I’d say the exact same thing I said about adults. It’s the same equation. These vaccines have been extensively tested, extensively tested. They’re safe. They do their job. They protect children against serious illness and death. And by protecting children they protect all of the people around them. People who choose not to allow their kids to get vaccinated are endangering their children but they’re also endangering everybody who comes into contact with their children.

Last spring you co-authored a publication, “COVID-19 and Health Disparities: Structural Evil Unmasked” that examined the disproportionate impact of COVID-19 on vulnerable populations, which is something Pope Francis and the U.S. Bishops have talked about. What does the U.S. need to do to help these vulnerable populations?

The quickest most cost-effective thing we can do within the United States is to really work very hard at the national level to get the vaccine out to the people on the margins. People in inner cities, migrant populations, people on the border, prisoners.

Use federal muscle where necessary to get shots into the arms of those vulnerable populations that haven’t yet gotten shots. There’s other things we can talk about like improving access to health care, but that’s not going to happen overnight. But getting vaccines into people’s arms can happen quite quickly if we put the muscle behind it.

How important is getting vaccines to lower and middle-income countries if the world wants to have a chance at getting through the COVID-19 pandemic?

I think the right way to answer that is to think about how the virus behaves. When there’s a large pool of people in some part of the world who are not vaccinated, and the virus gets into that population it spreads like wildfire. I’ve already mentioned that this is an unstable virus, which is prone to mutate and produce new strains.

The more it spreads, the more people are infected, the more the virus is replicating. It’s like a roulette wheel. If you spin the ball enough times you’re going to get another mutation. So the most effective way to keep this thing from mutating is to get shots into the arms of as many people around the world as we can.

What is the responsibility of the American Catholic Church going forward?

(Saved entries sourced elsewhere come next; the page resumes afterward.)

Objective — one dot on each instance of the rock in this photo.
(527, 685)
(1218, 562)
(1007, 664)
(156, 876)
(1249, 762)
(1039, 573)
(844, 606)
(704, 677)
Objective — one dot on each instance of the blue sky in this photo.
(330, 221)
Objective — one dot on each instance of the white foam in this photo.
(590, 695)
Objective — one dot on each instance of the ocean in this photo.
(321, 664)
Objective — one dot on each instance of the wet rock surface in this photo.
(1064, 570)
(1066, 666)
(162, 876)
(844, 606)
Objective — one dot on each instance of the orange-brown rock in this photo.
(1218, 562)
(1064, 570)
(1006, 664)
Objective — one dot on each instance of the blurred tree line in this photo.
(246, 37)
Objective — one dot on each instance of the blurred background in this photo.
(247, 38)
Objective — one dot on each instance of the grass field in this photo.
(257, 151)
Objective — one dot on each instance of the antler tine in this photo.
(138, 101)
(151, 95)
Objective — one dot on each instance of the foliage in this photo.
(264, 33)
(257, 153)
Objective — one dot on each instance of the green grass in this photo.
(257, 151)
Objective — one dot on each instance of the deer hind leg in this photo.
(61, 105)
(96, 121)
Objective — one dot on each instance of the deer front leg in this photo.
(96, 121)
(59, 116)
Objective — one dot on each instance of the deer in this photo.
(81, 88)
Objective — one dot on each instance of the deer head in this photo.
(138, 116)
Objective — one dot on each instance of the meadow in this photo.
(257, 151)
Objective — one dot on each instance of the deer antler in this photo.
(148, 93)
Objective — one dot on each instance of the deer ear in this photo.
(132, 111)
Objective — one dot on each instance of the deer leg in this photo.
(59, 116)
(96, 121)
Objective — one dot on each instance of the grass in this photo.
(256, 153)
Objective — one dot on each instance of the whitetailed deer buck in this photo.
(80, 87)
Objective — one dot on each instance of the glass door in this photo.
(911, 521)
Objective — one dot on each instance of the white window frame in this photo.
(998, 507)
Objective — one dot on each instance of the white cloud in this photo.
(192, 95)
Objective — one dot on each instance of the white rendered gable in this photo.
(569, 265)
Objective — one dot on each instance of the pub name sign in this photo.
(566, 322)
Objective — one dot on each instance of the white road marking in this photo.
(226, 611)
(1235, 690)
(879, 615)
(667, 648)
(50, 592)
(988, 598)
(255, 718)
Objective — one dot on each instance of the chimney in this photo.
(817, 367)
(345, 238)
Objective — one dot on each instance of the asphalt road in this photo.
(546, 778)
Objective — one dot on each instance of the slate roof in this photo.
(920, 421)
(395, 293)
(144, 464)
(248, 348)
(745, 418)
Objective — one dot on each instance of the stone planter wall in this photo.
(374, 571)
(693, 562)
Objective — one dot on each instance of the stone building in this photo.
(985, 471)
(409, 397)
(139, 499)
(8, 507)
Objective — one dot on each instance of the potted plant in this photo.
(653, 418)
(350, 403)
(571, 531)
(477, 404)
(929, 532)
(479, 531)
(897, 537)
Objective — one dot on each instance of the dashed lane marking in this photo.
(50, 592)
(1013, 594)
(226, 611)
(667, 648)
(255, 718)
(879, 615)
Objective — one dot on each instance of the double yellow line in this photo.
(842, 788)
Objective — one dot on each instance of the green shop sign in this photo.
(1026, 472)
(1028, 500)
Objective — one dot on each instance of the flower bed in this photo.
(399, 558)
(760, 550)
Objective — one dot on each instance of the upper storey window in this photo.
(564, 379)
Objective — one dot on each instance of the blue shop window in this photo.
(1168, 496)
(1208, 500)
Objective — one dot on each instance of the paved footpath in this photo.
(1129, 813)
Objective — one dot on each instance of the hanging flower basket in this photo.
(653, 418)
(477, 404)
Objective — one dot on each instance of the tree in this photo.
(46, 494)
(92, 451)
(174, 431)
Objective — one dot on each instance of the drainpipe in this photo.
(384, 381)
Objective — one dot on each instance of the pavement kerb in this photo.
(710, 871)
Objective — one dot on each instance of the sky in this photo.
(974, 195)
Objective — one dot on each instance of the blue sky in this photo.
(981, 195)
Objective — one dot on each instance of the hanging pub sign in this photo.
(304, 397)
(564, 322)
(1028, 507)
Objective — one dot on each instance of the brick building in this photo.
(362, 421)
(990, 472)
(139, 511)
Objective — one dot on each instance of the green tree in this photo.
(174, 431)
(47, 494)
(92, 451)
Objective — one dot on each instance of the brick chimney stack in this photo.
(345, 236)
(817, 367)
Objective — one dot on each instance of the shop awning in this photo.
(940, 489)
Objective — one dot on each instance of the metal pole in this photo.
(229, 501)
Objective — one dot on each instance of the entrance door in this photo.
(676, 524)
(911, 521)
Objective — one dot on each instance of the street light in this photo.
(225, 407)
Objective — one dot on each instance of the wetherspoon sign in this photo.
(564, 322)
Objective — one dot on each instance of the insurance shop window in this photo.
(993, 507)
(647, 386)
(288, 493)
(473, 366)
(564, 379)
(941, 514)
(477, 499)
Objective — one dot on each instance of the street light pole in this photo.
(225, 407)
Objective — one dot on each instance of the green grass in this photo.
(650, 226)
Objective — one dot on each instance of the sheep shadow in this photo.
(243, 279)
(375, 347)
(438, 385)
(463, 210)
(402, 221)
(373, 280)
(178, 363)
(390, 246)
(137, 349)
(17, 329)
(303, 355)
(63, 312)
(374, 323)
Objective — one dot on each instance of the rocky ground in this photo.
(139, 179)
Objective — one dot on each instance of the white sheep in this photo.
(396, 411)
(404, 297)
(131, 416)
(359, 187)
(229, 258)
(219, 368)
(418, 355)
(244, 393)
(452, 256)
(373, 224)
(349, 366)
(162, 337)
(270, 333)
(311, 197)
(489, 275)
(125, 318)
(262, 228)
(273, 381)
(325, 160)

There’s a responsibility of church leaders to encourage their congregants, their parishioners, to get the vaccine and to counter the misinformation, which is so rampant out there. I know a lot of priests, a lot of pastors, even bishops have been reluctant to speak out on this because they don’t want to alienate people and that’s a valid concern, but good homilists who put the responsibility for getting vaccinated in terms of the second great commandment do a lot of good.